Начало дня прошло как-то быстро, и вот уже я сидел по другую сторону стола в одном из кабинетов, принадлежащих следственному комитету. Дознавателя звали Игорь Георгиевич Дубоделов. По-моему, с такой фамилией вообще нельзя работать «в органах». Надо менять или профессию, или саму фамилию. Однако моего следователя это ничуть не беспокоило. Он вообще казался очень уверенным в себе человеком. Разговор получился сравнительно длинный и сначала малоинтересный. В первый момент хозяин кабинета изучил мой паспорт, переписал оттуда фамилию, имя, отчество и, вроде бы, домашний адрес. После чего разъяснил мои права. Прав оказалось не так уж и много, да и разговор хотелось побыстрее завершить. Формальные вопросы, формальные ответы, ничего лишнего. Нет, меня ни в чем не подозревали, просто беседовали. Но под протокол и с участием диктофона, что означало официальное следственное действие. Видимо, Игорю Георгиевичу понадобилось исполнить ряд формальностей и выполнить необходимые по закону процессуальные нормы. Когда протокол был закрыт и подписан, следак выключил свой приборчик, и я, наконец, уже начал надеяться на скорое прекращение своего здесь присутствия. Однако дознаватель вдруг спросил:

— Ничего новенького по этой теме не вспомнили? Сообщить не желаете? Не под запись, без протокола?

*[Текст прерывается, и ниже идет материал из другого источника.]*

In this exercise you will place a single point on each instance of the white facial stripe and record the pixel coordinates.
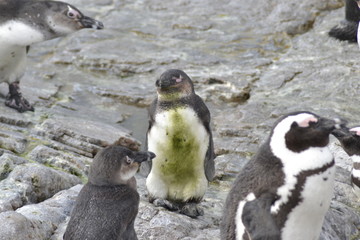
(355, 159)
(356, 173)
(18, 33)
(356, 129)
(125, 176)
(294, 163)
(240, 228)
(307, 121)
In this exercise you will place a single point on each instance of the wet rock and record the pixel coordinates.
(74, 164)
(82, 136)
(13, 141)
(38, 221)
(33, 183)
(251, 62)
(8, 163)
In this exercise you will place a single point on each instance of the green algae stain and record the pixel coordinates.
(181, 164)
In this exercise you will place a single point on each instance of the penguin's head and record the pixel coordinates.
(54, 18)
(116, 165)
(358, 2)
(300, 131)
(349, 139)
(174, 84)
(64, 18)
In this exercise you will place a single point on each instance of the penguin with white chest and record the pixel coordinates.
(24, 22)
(179, 134)
(107, 205)
(350, 142)
(284, 191)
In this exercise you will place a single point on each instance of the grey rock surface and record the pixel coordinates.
(250, 61)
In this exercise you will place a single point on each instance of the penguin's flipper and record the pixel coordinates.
(204, 114)
(258, 220)
(145, 167)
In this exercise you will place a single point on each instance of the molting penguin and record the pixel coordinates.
(179, 134)
(108, 204)
(347, 29)
(24, 22)
(350, 142)
(284, 191)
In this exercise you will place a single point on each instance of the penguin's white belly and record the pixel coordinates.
(180, 143)
(306, 219)
(356, 174)
(12, 62)
(15, 36)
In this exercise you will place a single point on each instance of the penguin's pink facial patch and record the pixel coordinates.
(356, 130)
(306, 122)
(72, 13)
(179, 79)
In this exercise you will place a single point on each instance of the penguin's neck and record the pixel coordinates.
(18, 33)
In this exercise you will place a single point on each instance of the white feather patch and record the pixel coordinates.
(355, 159)
(158, 137)
(356, 173)
(306, 219)
(18, 33)
(294, 163)
(240, 228)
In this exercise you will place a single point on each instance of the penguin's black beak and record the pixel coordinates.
(163, 83)
(331, 124)
(358, 3)
(88, 22)
(340, 133)
(144, 156)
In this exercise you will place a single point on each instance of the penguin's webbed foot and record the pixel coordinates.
(166, 204)
(15, 100)
(192, 210)
(345, 31)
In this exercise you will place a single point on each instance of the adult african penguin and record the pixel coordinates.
(347, 29)
(24, 22)
(284, 191)
(350, 142)
(179, 134)
(108, 204)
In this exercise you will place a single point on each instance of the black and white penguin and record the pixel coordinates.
(24, 22)
(348, 28)
(108, 204)
(179, 134)
(284, 191)
(350, 142)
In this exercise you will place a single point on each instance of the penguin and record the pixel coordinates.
(350, 142)
(179, 134)
(348, 28)
(284, 191)
(24, 22)
(107, 205)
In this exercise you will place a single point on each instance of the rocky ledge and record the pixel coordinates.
(251, 62)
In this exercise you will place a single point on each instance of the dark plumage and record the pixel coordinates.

— Вспомнил, — не зная для чего, сказал я.

Следователь поднял глаза, но ничего не сказал.

— Вспомнил, — повторил я, — и желаю сообщить. В нашу последнюю встречу Мария горько жаловалась на какие-то преграды, что ей чинят при проведении выставки. Ей даже сократили время экспозиции, несмотря на контракт.

— А подробности она не говорила? — больше для проформы спросил хозяин кабинета. Мое заявление, похоже, мало его заинтересовало.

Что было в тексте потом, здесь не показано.